STL Science Center

STL Science Center

25 May 2020

Long Distance Hugs

We could probably all use some kind of interaction from outside our family these days. While we cannot really pat one another on the back and continue social distancing, there are animals that could have done so. One such animal was the ornithomimosaur Deinocheirus mirificus. Originally, a pair of arms and their shoulders were described in 1970 by Osmólska & Roniewicz, and Deinocheirus was originally thought to be some kind of carnosaur. The description was amended after some time to assign Deinocheirus to the ornithomimosaurs, but new material to even more thoroughly describe the dinosaur was unknown for nearly 50 years. In 2014 (49 years after the initial dig that found Deinocheirus remains) new remains were found in Mongolia (later they were stolen but then returned to the country) from two individuals of the species. At an estimated 11 m and 6.4 t, this was a large and heavy ornithomimosaur of the Late Cretaceous.

The enormous hands and long arms are thought to have been well adapted for digging, which, given the duckbill-like head that seems adapted for water and grass foraging, appears to be at odds with the hypothesized diet. A large number of gastroliths associated with Deinocheirus support a vegetation heavy diet, as the dinosaur would have used these to help break down the fibrous plant matter. It has been reported that fish vertebrae were also discovered along with the gastroliths, meaning that it is likely that Deinocheirus was eating fish as well. Could oversized hands be useful for catching fish? There is a possibility for this as a use, but digging and manipulation of vegetation remains a good hypothesis.

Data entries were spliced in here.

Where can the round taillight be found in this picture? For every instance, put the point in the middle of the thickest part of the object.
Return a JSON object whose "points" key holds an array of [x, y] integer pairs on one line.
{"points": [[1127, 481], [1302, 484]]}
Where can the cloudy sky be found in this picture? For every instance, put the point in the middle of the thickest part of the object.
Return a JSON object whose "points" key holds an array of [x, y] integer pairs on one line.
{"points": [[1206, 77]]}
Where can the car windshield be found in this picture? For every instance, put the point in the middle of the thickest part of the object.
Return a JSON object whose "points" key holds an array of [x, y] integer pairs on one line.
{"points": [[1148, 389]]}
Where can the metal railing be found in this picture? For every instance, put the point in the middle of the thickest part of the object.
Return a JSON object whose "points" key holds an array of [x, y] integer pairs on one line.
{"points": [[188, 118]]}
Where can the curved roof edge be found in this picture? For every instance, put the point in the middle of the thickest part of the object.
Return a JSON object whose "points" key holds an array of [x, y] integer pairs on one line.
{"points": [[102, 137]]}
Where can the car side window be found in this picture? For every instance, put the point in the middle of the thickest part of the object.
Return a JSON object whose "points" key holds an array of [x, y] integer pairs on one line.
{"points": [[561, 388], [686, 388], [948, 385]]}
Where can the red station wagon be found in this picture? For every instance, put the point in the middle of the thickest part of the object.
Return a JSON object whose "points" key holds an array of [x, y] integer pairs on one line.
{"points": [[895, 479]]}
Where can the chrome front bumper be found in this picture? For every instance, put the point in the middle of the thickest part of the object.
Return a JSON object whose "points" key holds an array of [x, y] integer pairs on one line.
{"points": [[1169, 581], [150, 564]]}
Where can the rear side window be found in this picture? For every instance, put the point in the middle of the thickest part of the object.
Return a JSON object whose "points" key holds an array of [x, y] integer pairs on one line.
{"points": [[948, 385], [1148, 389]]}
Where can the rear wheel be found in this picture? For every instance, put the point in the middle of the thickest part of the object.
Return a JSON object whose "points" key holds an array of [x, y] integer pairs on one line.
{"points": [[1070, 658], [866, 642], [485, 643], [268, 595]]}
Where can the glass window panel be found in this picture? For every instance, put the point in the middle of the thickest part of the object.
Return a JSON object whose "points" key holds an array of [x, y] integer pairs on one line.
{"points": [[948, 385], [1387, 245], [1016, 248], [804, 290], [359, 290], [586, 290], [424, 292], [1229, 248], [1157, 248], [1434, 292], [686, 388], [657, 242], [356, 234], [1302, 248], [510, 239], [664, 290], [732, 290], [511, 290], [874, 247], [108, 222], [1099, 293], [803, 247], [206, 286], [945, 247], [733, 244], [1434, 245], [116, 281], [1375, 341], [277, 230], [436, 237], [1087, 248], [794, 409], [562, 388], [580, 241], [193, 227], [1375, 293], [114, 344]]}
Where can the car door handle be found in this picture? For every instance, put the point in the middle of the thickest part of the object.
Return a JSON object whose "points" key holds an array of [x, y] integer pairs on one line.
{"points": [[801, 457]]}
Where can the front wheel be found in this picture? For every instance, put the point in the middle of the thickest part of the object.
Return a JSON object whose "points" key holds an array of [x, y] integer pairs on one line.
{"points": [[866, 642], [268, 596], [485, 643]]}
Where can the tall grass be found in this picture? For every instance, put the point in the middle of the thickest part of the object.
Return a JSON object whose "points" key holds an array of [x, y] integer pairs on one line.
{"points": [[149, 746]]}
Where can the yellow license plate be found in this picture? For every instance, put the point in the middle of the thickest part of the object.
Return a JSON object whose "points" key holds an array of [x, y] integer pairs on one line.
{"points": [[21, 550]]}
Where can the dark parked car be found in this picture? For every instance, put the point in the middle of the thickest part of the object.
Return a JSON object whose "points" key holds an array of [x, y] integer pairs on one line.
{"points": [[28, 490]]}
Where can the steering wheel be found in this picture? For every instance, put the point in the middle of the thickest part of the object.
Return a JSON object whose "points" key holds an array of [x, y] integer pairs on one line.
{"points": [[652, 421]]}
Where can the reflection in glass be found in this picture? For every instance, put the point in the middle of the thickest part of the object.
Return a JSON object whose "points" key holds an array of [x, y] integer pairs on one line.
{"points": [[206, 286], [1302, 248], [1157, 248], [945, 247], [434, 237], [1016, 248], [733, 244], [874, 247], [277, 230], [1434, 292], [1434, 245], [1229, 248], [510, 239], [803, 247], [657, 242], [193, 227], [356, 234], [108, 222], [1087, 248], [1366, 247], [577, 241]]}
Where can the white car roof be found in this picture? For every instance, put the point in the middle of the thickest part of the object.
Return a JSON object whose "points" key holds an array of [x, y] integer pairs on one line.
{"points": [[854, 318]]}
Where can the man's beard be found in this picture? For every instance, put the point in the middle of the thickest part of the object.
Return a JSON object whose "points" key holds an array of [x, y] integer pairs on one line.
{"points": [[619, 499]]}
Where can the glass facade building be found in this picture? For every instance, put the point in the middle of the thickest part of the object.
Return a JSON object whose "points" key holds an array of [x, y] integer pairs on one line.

Digging, with large hands, could help efficiently find supplemental dietary items like insects and burrowing lizards; there is no known evidence for this behavior currently. Also unknown is the nesting behavior of these animals. Could hands good at digging make very good nesting mounds? This is also a potential hypothesis. Holding vegetation to crop (or chop) small amounts of food could also be plausible. Defense could also be a plausible explanation for the namesake "horrible hands". Injuries to the holotype digit joints and bitemarks in the coracoids near the shoulder indicate manipulation of the digits (important for dexterous activities noted above) and unsuccessful predation. These predation events are attributed to one of the largest predators on Earth during the Cretaceous, Tarbosaurus bataar.